I'd probably prefer the "default" name to be unsigned (like size_t). I don't have a strong opinion on where to put the 's': ptrsaddr_t vs sptraddr_t. Most existing typs I can think of use prefixes (uintptr_t and ssize_t come to mind). Verbally I'd probably say "signed pointer address" rather than "pointer signed address" which favors sptraddr_t.

arichardson commented 4 years ago

I'm not convinced we need a signed variant. The -1 magic value can still be used with an unsigned type and appropriate casts or a __PTRADDR_MAX__ define? However, I don't feel strongly about this and I'd be happy to add sptraddr_t to stddef.h if anyone can give me an example where this would be useful.

jrtc27 commented 4 years ago

Whether or not they should use it, people will want it. Let's not make the same mistake as C99 did by defining size_t but not ssize_t making the latter a POSIX extension. People might also want it as an int/address union in the same way they currently use uintptr_t and intptr_t depending on what types of integers they want to store.

jrtc27 commented 4 years ago

I believe this has been addressed for a while now, the only outstanding issue is whether we want explicit sptraddr_t/uptraddr_t.
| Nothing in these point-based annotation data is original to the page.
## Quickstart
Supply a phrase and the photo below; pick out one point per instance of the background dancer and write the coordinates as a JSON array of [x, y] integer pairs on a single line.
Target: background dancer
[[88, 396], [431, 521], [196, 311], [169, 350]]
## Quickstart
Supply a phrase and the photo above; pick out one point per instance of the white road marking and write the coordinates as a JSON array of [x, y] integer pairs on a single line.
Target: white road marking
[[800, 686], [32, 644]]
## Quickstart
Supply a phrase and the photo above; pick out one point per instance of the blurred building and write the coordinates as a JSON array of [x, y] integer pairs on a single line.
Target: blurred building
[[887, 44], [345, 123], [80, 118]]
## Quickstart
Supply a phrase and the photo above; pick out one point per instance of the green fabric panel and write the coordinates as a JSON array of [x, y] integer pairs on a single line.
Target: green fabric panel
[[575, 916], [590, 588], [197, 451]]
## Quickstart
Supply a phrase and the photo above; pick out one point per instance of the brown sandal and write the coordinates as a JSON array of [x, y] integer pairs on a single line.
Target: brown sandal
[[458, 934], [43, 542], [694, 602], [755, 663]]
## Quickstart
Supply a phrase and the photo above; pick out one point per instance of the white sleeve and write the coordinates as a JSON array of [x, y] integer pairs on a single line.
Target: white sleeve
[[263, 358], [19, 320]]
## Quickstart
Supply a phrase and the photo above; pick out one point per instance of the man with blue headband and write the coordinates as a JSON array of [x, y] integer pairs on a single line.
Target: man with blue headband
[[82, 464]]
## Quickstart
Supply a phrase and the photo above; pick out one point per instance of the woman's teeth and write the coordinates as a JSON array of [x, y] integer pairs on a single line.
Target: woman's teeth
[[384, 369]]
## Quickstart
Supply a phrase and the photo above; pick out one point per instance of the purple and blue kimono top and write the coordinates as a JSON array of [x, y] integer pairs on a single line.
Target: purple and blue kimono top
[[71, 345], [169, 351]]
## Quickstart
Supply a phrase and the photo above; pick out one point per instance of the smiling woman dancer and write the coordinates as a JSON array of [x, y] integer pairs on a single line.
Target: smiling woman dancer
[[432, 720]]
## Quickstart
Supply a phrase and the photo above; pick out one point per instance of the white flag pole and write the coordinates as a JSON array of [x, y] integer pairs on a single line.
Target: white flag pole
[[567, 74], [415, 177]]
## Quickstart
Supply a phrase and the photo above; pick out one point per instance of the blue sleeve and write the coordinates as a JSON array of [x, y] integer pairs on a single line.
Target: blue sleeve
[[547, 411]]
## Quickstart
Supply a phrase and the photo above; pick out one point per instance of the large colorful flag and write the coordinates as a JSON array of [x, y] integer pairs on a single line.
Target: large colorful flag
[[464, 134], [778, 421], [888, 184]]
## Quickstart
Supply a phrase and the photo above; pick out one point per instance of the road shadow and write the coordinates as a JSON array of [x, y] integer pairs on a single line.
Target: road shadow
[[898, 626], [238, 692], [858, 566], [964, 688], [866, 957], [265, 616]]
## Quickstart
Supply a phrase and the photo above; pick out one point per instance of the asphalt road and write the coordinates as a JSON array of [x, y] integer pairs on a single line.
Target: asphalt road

Currently ptraddr_t is unsigned and I don't think we want to go down the implementation-defined char route, so should we take a size_t-like approach and define an sptraddr_t?

bsdjhb commented 4 years ago

I think sptraddr_t following the convention of size_t and ssize_t is fine. I do think someone, somewhere will want to return -1 as an error value for some function that otherwise returns ptraddr_t.

jrtc27 commented 4 years ago

Arguably the correct return value there would be whatever (ptraddr_t)NULL is (0 in any sane modern architecture) as -1 could be a valid address (and < 0 as an error check breaks in most kernels) but we should give people the flexibility to use it if it's what they really want (e.g. an alternative use could be to distinguish user vs kernel addresses on some architectures fairly concisely).

arichardson commented 4 years ago

I agree that (ptraddr_t)NULL seems like the more sensible error return value. I don't really see much need for sptraddr_t since we already have intmax_t/intprt_t for signed int/address unions and comparisons < 0. I don't object to adding it but I won't make that change.

We should not add uptraddr_t and mandate that ptraddr_t should be unsigned. If someone feels like typing another character they can always add the typedef :)

kevin-brodsky-arm commented 3 years ago

I've just stumbled upon this issue again, LLVM and the guide itself are now using ptraddr_t, and so is Android / Morello. I guess we can now close that issue?

jrtc27 commented 3 years ago

sptraddr_t doesn't yet exist and I have run into a case where I've wanted it.

kevin-brodsky-arm commented 3 years ago

OK, maybe it would be better to open a new issue for it then because that one doesn't originally cover sptraddr_t.